Maruki Takahiro, Ozere April, Freeman Jack, Cristescu Melania E
Department of Biology McGill University Montreal Quebec Canada.
Ecol Evol. 2024 Nov 10;14(11):e70339. doi: 10.1002/ece3.70339. eCollection 2024 Nov.
Accurate estimates of mutation rates derived from genome-wide mutation accumulation (MA) data are fundamental to understanding basic evolutionary processes. The rapidly improving high-throughput sequencing technologies provide unprecedented opportunities to identify single nucleotide mutations across genomes. However, such MA derived data are often difficult to analyze and the performance of the available methods of analysis is not well understood. In this study, we used the existing Bayesian Genotype Caller adapted for MA data that we refer to as Bayesian Mutation Finder (BMF) for identifying single nucleotide mutations while considering the characteristics of the data. We compared the performance of BMF with the widely used Genome Analysis Toolkit (GATK) by applying these two methods to time-series MA data as well as simulated data. The time-series data were obtained by propagating over an average of 188 generations and performing whole-genome sequencing of 14 MA lines across three time points. The results indicate that BMF enables more accurate identification of single nucleotide mutations than GATK especially when applied to the empirical data. Furthermore, BMF involves the use of fewer parameters and is more computationally efficient than GATK. Both BMF and GATK found surprisingly many candidate mutations that were not confirmed at later time points. We systematically infer causes of the unconfirmed candidate mutations, introduce a framework for estimating mutation rates based on genome-wide candidate mutations confirmed by subsequent sequencing, and provide an improved mutation rate estimate for .

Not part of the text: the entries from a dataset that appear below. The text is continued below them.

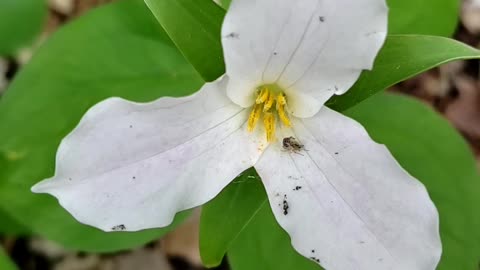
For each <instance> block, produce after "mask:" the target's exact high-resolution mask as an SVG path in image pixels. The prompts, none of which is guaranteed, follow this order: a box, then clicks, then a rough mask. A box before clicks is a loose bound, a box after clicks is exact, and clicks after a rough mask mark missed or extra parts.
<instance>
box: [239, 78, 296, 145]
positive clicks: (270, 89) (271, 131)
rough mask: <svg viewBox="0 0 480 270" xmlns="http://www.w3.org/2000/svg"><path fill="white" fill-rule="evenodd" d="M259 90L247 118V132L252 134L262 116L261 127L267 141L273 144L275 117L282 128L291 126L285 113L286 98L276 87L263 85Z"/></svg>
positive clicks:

从全基因组突变积累(MA)数据得出的突变率的准确估计对于理解基本进化过程至关重要。快速发展的高通量测序技术为识别全基因组中的单核苷酸突变提供了前所未有的机会。然而,这种源自MA的数据通常难以分析,并且对现有分析方法的性能了解不足。在本研究中,我们使用了适用于MA数据的现有贝叶斯基因型分型工具,我们将其称为贝叶斯突变发现器(BMF),在考虑数据特征的同时识别单核苷酸突变。我们通过将这两种方法应用于时间序列MA数据以及模拟数据,比较了BMF与广泛使用的基因组分析工具包(GATK)的性能。时间序列数据是通过平均繁殖188代并在三个时间点对14个MA系进行全基因组测序获得的。结果表明,BMF比GATK能够更准确地识别单核苷酸突变,特别是在应用于实证数据时。此外,BMF涉及使用更少的参数,并且比GATK计算效率更高。BMF和GATK都发现了数量惊人的候选突变,这些突变在后续时间点未得到证实。我们系统地推断未证实的候选突变的原因,引入一个基于后续测序确认的全基因组候选突变来估计突变率的框架,并提供了一个改进的突变率估计值。